Now we have predicted the same trend again in early 2020 (Do you remember earlier times?) And it seems like this trend is unstoppable just yet. In contrast to 2020, when the trend was hardest hit by boy names (think Charles, James, Brooks, and Reeves), Nameberry predicts that the “End in S” trend will be widespread in 2022.
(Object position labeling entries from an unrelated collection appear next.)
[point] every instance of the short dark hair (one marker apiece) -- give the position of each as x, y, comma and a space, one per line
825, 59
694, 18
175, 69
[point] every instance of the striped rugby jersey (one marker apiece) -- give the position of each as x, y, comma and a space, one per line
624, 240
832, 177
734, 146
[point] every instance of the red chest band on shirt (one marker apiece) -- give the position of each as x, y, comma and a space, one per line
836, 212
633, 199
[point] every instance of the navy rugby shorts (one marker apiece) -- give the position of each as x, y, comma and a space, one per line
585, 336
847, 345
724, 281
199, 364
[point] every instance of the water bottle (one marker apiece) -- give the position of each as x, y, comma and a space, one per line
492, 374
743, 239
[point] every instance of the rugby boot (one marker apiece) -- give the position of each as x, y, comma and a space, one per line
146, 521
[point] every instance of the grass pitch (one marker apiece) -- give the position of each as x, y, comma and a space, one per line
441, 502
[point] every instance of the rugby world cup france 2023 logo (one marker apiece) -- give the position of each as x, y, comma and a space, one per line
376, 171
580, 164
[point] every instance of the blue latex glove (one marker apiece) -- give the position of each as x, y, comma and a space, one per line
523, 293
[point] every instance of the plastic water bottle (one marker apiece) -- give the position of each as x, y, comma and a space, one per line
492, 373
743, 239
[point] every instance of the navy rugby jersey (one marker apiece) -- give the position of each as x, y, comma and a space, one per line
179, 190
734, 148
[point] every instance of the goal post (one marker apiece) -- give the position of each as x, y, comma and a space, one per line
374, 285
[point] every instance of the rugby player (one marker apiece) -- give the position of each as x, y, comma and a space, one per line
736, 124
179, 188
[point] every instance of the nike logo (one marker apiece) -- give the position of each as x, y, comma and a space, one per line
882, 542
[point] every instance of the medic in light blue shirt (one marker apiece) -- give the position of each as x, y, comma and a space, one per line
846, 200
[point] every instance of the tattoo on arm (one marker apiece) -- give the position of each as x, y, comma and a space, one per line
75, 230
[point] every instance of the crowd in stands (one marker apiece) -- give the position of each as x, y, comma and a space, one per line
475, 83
Regardless of your baby’s gender or gender, you can get on the trend with names like Collins, Jules, Lois, Rivers, and Emrys. But be careful parents, if you are giving your child a name that fits into this trend, be prepared to teach them the right apostrophes and possessives early on. (Is it “Wells ‘Sippy Cup” or “Wells’ Sippy Cup”? Even we are sometimes not entirely sure!)
Retro nostalgia names
Some people look back on the “good old days” for their little ones with nostalgic names like Etta, Frank, Polly, Mae and Sally. These names have a nice vintage feel to them, but in a completely different way than the fancier, fancier Regency-era names we mentioned above. They are sunny, simple and more modest, and convey a sense of comfort and stability.
Next wave music names
Musical names like Aria, Lyric, and Cadence have been on the rise with girls in recent years, but like the names ending in S-Trend, this trend is expanding its reach. More masculine, music-inspired names could appear over the next year – e.g. Major, Drummer, Sway, and Solo. Some unique, more feminine names also join the choir, such as minuet, madrigal, allegra, and coda.
Expressive “R” names
If you want your baby’s name to be cute and to the point, you should follow this trend of expressive “R” names like Rain, Ren, Revel, and Rio. Nameberry suggests that names that follow this trend make great middle names too: they’re short and simple, which adds great flow or rhythm to your child’s full name. For the more adventurous namesake, Rogue, Riggs, Rox, and Rune should be considered.
Euro chic names
Nameberry’s predictions generally reflect name trends in North America – the United States, to be precise. Because of this, some of these names may seem like classics to Europeans, but they still feel fresh and new on this side of the Atlantic. We speak of names like Cillian, Viggo, Dimitri, Stellan and Laszlo for boys and Astrid, Iskra, Petra and Oona for girls.